Kenya is back in the business of assembling vehicles after Volkswagen South Africa on Wednesday signed a deal with the Kenyan government aimed at establishing an assembly plant in Thika - an industrial town northeast of the capital Nairobi.

VW South Africa said in a statement it would assemble its popular Polo Vivo model there, in collaboration with local carmaker Kenya Vehicle Manufacturers (KVM), in which the government is a major shareholder.

Volkswagen South Africa chief executive Thomas Schäfer noted that the world's biggest carmaker by numbers believed in Kenya's potential to develop "a very big fully-fledged" automotive industry. "The East African Community has got the potential, and today is the first step in this direction that we want to take with our passenger cars," Schafer said.

Growth market?

Volkswagen's return to Kenya comes more than four decades after the German auto giant stopped production in the country in the 1970s. It will join other brands already operating in Kenya, including Isuzu, Toyota, Nissan and Mitsubishi.

According to VW, it was planned to initially assemble up to 5,000 Polo Vivo models, making Thika the carmakers third production site in Africa, after South Africa and Nigeria.

After meeting VW executives in Nairobi on Wednesday, Kenyan President Uhuru Kenyatta said: "I am happy to welcome back the Volkswagen Group, currently the largest car manufacturer in the world, back to Kenya."

Even though VW hopes to boost its sales across the East African region, Kenya's car market is dominated by low-priced second-hand imports from countries such as Japan. Kenya itself mostly assembles trucks, pick-ups and buses from kits supplied by foreign manufacturers.
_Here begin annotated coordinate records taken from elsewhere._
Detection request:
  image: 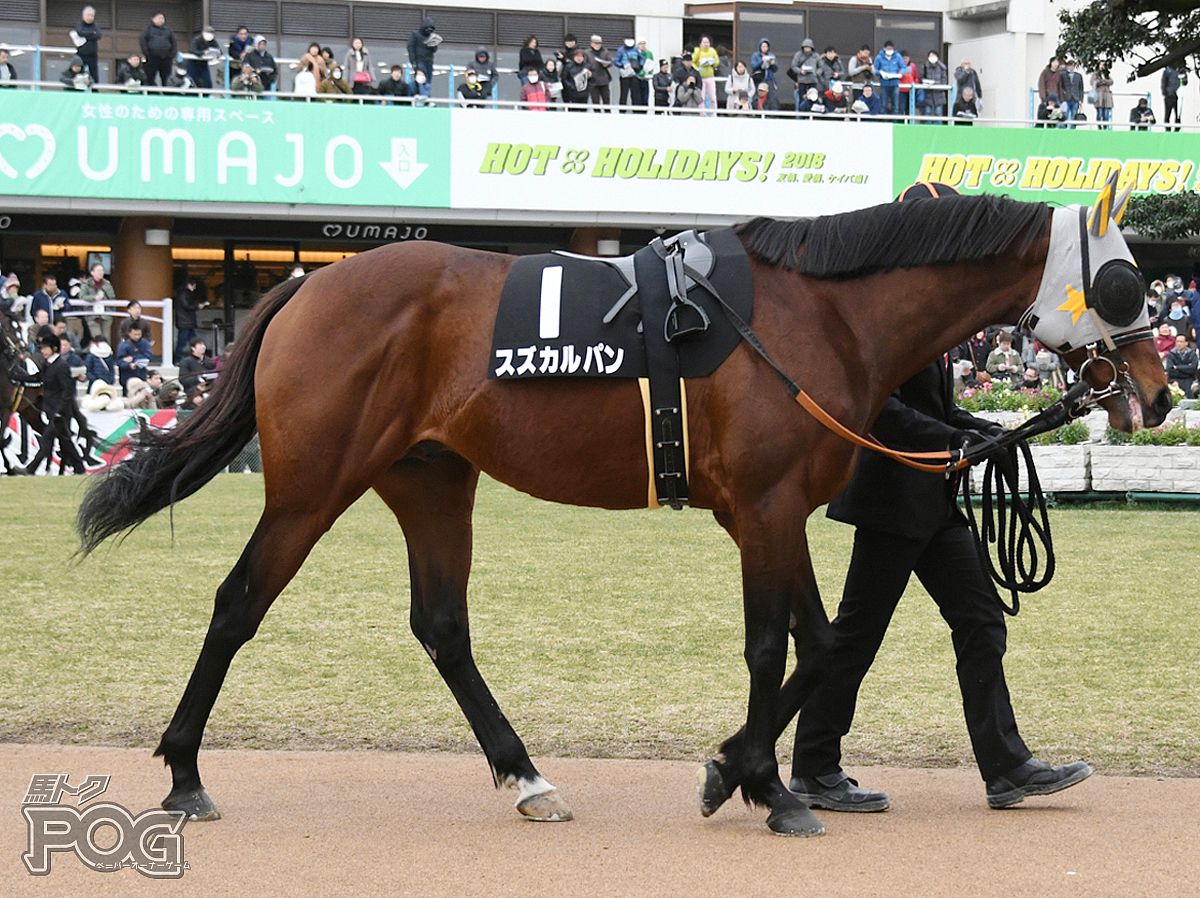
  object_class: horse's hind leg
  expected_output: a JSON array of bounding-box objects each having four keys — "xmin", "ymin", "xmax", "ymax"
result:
[
  {"xmin": 373, "ymin": 444, "xmax": 571, "ymax": 820},
  {"xmin": 155, "ymin": 501, "xmax": 356, "ymax": 820}
]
Data from the Kenya National Bureau of Statistics have shown, however, that the number of vehicles assembled between January and April was down 31 percent year-on-year to 2,258 vehicles. VW's partner KVM has attributed the slowdown to tough economic conditions for buyers, including high interest rates and cuts in government spending.

Neither the Kenyan government nor VW said how much the German carmaker would invest in Thika and what the plant's full production capacity would be.